Milford wrestlers pin down college choices

MILFORD – Milford’s wrestling program is back to being one of the state’s best.

And like any successful program, the Buccaneers are sending grapplers to the next level of competition.

Last month a pair of graduated Milford senior wrestlers announced their respective plans for wrestling in the collegiate ranks. Buccaneers 152-pounder Chase Taylor has picked Wilkes University in Pennsylvania as the place he will next take the mat, and 195-pounder Kenny VanVorst is headed to North Carolina’s Gardner-Webb.

For Taylor, who will study to become a special education teacher, choosing Wilkes came from more reasons than just the sport.

Graduated Milford High senior Kenny VanVorst will wrestle at Gardner-Webb next season. (The Chronicle/Jeff Mitchell)

Graduated Milford High senior Kenny VanVorst will wrestle at Gardner-Webb next season. (The Chronicle/Jeff Mitchell)

“It’s not necessarily just the wrestling,” he said. “It’s the education. When I went up there, I liked the way they talked about how much interaction we have with the teachers.”

VanVorst too made his choice based on the education he will receive while he majors in marketing. But for him, another main factor in the decision came from a visit he made to the Garner-Webb campus that included discussions with his soon-to-be new teammates.

“When I visited the campus I met the coach (Daniel Elliott), and he’s a really nice guy,” VanVorst said. “Hanging out with the wrestlers, it felt like hanging out with the wrestlers here.”

Both wrestlers played large roles in Milford’s run of three straight Division II dual-meet state championships. But each also experienced some personal disappointment in the individual tourneys, with Taylor getting upset in the Henlopen Conference championships and VanVorst losing in the state tournament final. Taylor, in fact, was thinking about giving up the sport after the conference tournament.

Both, however, said they have grown from their respective experiences.

“Just getting away for a while,” Taylor said of what changed his mind about wrestling. “I talked to coach (Don) Parsley, and he asked ‘Do you not ever want to wrestle again?’ I thought about it and I didn’t (want to stop).”

Wilkes University was the choice for Milford grad Chase Taylor. (The Chronicle/Jeff Mitchell)

Wilkes University was the choice for Milford grad Chase Taylor. (The Chronicle/Jeff Mitchell)

“It definitely motivated me, because it was a pretty sucky moment,” VanVorst said of his runner-up finish at states.

Memories of team championships, tournament wins and many other success stories while wrestling at Milford are some the grapplers will take with them to the next level. Still, both said their brightest memories formed at the high school came off the mat. And recently.

“I think my best memory is going to be the senior prank this year,” Taylor said. “We took about 300 desks out of the school, put them in the parking lot (and) barricaded the teachers’ parking lot. We had a water balloon fight the next day.”
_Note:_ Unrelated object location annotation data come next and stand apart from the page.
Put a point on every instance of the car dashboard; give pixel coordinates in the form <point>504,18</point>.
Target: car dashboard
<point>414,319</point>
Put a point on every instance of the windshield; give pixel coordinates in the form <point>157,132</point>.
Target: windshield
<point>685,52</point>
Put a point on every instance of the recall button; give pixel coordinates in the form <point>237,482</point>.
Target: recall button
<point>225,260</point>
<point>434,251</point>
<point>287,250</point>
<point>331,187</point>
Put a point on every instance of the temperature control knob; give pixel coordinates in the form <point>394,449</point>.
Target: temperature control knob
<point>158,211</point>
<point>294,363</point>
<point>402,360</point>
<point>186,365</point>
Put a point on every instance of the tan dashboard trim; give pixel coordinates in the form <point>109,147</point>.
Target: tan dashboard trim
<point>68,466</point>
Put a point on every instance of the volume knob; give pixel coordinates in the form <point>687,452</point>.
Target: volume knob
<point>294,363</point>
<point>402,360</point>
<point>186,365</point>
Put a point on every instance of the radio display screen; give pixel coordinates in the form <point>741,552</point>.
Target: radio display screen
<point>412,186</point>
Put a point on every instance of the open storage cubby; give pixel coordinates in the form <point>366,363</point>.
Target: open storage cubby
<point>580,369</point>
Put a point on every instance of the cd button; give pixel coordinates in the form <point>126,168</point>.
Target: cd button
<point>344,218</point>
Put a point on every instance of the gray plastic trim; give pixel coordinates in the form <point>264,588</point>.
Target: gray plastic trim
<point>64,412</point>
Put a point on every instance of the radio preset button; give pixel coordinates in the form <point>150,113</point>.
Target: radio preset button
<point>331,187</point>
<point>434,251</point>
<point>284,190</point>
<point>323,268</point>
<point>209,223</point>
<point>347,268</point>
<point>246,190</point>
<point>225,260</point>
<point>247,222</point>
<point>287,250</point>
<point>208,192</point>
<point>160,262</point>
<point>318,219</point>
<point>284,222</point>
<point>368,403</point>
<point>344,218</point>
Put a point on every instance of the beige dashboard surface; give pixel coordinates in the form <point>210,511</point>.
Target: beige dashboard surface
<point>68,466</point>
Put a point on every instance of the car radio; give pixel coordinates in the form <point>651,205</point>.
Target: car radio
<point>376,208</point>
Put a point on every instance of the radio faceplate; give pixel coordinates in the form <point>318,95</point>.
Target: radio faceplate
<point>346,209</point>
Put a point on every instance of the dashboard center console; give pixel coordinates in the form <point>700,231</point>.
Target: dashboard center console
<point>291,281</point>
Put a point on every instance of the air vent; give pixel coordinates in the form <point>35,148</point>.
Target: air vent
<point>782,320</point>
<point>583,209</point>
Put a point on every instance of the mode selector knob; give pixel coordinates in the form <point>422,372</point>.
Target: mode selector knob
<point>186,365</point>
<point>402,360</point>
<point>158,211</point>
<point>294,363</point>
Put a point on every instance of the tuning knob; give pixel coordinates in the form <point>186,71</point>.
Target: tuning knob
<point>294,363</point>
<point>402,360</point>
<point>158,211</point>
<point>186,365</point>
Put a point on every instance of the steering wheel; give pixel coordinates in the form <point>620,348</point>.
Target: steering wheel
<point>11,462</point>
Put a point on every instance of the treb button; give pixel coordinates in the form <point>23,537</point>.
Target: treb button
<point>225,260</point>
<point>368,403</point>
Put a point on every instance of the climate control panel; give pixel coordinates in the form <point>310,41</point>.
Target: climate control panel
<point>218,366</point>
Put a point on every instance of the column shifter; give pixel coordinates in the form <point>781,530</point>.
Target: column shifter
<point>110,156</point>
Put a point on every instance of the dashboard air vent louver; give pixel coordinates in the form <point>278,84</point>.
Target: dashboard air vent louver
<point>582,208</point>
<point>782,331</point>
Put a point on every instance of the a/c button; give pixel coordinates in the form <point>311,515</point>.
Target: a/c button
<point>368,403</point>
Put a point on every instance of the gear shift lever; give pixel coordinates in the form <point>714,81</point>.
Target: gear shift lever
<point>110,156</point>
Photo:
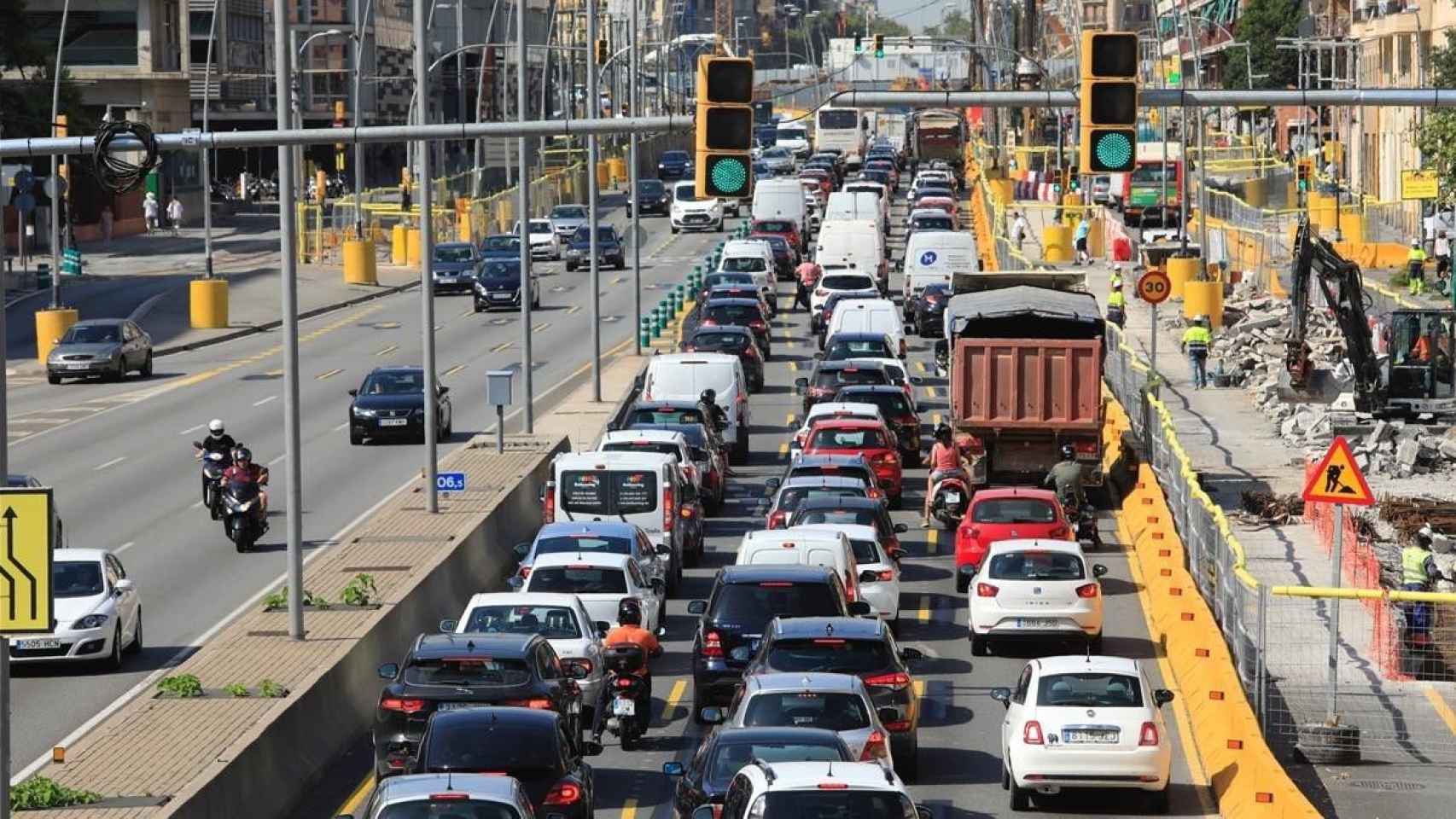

“Mine would probably be the water balloon fight,” VanVorst added.

On the mat, both colleges are getting wrestlers that are ready to make the leap, Milford assistant coach Luke Pierson said.

“I think they’re getting kids that are already prepared for being college athletes,” he said. “These kids wrestle 30, 40, 50 matches in the summer alone. They both put in time in the weight room. They kind of understand that when they go to college it’s a year-round sport, and they’ve been preparing for that anyway. They embrace that. They work hard and go about it without complaining.”

And while coach Parsley knows VanVorst and Taylor will each leave big spots to fill on next year’s roster, he is happy they plan to continue wrestling in college.

“Certainly when you lose those guys it’s tough, because how do you replace them?,” he said. “But it’s really exciting to see them move to the next level. In all the years that I’ve coached, my greatest desires are trying in the moment to be the best we can be, and to spur guys on so that they can continue to be part of the wrestling community, whether that’s moving onto the next level and competing, jumping into the coaching ranks or being an official. If I can get them to love the sport so much they want to be a part of it a long time, then I am winning.”